Ozeki, who grew up in New Haven, Connecticut, worked as an art director on low-budget horror films in New York, then switched to television production, making documentaries for Japanese TV. It was while working in TV that she wrote her first novel, My Year of Meats, published in 1998 to great acclaim. She now teaches creative writing at Smith College, where she was once a student. As a writer, she says, “one of the things that I’m interested in is the way that we relate to each other, and the importance of these relationships and the healing effect of these relationships. But not just with other humans, with non-human matter as well, so with objects and things and the planet, the world around us.”
At one point Benny’s Book says: “At the risk of sounding full of ourselves, we are both the One and the Many, an ever changing plurality, a bodiless flow. Shifting and changing shape, we encounter your human eye as black marks on a page, or your ear as bursts of sound. From there, we travel through your minds, and thus we merge and multiply.” I take this to mean that individuals never actually read the same book, what a book “says” to you depends on who you are.
Ozeki is delighted: “That’s exactly right! And that’s always been fascinating to me, that I write this book and I think I’ve written whatever it is, this thing, and it’s immutable and everyone will read the exact same thing. But of course that’s completely not the case, and the book that you read is utterly different than the book your neighbour reads... A book is a multiverse and depending on who it relates to, it’s going to become something completely different. And I love that. That’s why I feel that writing, although it is something I do here by myself in my office, it is also a collaboration with the reader. So I do my bit, but the collaborative part starts now when the book goes out into the world.”
Book extract
A book must start somewhere. One brave letter must volunteer to go first, laying itself on the line in an act of faith, from which a word takes heart and follows, drawing a sentence into its wake. From there, a paragraph amasses, and soon a page, and the book is on its way, finding a voice, calling itself into being.

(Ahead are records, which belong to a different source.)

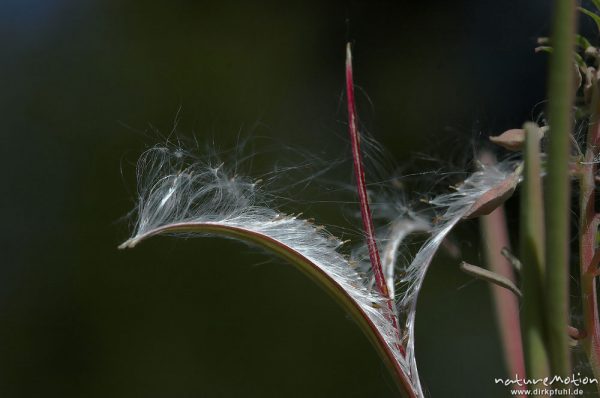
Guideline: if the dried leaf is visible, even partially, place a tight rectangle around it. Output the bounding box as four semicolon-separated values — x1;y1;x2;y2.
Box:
463;168;521;220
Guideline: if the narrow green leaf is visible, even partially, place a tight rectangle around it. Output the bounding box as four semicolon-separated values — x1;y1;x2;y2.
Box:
119;222;416;398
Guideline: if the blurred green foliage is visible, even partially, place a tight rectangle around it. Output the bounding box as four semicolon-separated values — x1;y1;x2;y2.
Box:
0;0;549;397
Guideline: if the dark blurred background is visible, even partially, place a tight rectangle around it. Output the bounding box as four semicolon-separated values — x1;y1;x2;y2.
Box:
0;0;550;397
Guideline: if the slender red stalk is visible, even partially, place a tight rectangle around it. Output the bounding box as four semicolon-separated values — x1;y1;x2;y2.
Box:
346;43;404;353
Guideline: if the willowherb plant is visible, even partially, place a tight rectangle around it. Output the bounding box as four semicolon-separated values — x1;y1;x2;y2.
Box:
120;0;600;397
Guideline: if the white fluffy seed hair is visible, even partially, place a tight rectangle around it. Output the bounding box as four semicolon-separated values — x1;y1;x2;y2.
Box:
398;161;519;396
120;147;421;392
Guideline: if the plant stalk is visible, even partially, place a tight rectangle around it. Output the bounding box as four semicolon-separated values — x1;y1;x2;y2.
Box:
479;153;526;389
545;0;576;377
519;123;548;379
346;43;404;353
579;75;600;388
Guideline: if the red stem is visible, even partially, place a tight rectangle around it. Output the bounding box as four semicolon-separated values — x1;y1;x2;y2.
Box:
346;43;404;354
579;97;600;377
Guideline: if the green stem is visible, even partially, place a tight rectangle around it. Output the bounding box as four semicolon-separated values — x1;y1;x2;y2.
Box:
519;123;552;379
545;0;576;376
479;152;525;394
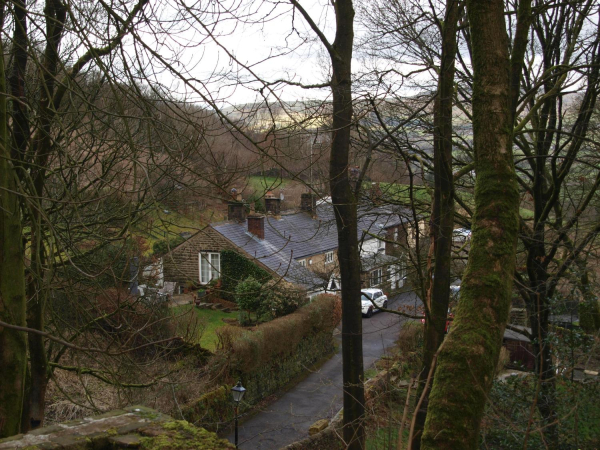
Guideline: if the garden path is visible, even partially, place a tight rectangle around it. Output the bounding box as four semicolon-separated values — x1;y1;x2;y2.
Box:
227;292;421;450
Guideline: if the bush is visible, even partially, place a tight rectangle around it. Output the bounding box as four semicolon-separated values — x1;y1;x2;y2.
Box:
220;250;271;301
262;280;308;318
217;295;341;373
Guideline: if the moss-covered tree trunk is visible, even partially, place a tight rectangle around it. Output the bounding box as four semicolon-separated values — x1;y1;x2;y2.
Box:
0;27;27;438
412;0;459;449
421;0;519;450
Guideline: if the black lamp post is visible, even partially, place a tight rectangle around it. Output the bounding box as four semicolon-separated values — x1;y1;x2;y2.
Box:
231;381;246;448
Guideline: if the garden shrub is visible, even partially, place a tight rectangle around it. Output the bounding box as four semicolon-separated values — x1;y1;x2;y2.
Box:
220;250;271;301
262;280;308;318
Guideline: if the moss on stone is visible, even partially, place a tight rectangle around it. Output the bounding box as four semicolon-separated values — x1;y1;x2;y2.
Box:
140;420;234;450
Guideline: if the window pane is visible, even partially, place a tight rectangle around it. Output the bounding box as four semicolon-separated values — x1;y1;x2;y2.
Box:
210;253;221;280
200;253;210;283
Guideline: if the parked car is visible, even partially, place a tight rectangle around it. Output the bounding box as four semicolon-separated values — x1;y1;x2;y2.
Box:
360;288;388;317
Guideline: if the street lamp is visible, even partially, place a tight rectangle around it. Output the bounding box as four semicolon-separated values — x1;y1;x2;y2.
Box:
231;381;246;448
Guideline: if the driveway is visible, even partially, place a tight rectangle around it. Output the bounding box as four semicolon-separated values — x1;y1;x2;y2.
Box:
227;292;420;450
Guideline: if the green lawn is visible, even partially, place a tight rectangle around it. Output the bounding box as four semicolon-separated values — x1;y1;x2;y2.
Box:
171;305;237;351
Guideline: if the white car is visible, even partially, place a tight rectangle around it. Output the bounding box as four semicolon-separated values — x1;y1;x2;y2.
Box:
360;288;387;317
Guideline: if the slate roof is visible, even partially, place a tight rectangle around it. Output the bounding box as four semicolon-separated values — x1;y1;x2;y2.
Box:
212;203;407;289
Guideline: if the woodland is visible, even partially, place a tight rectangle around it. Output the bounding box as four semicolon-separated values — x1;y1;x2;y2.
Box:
0;0;600;450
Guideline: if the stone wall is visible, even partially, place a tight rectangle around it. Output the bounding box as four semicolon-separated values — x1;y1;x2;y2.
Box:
0;406;235;450
163;226;233;286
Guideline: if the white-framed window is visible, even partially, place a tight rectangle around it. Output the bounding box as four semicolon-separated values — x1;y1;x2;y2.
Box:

A book must start somewhere, and this one starts here. Shhh . . . Listen! That’s my Book, and it’s talking to you. Can you hear it?
It’s okay if you can’t, though. It’s not your fault. Things speak all the time, but if your ears aren’t attuned, you have to learn to listen.
You can start by using your eyes because eyes are easy. Look at all the things around you. What do you see? A book, obviously, and obviously the book is speaking to you, so try something more challenging. The chair you’re sitting on. The pencil in your pocket. The sneaker on your foot. Still can’t hear?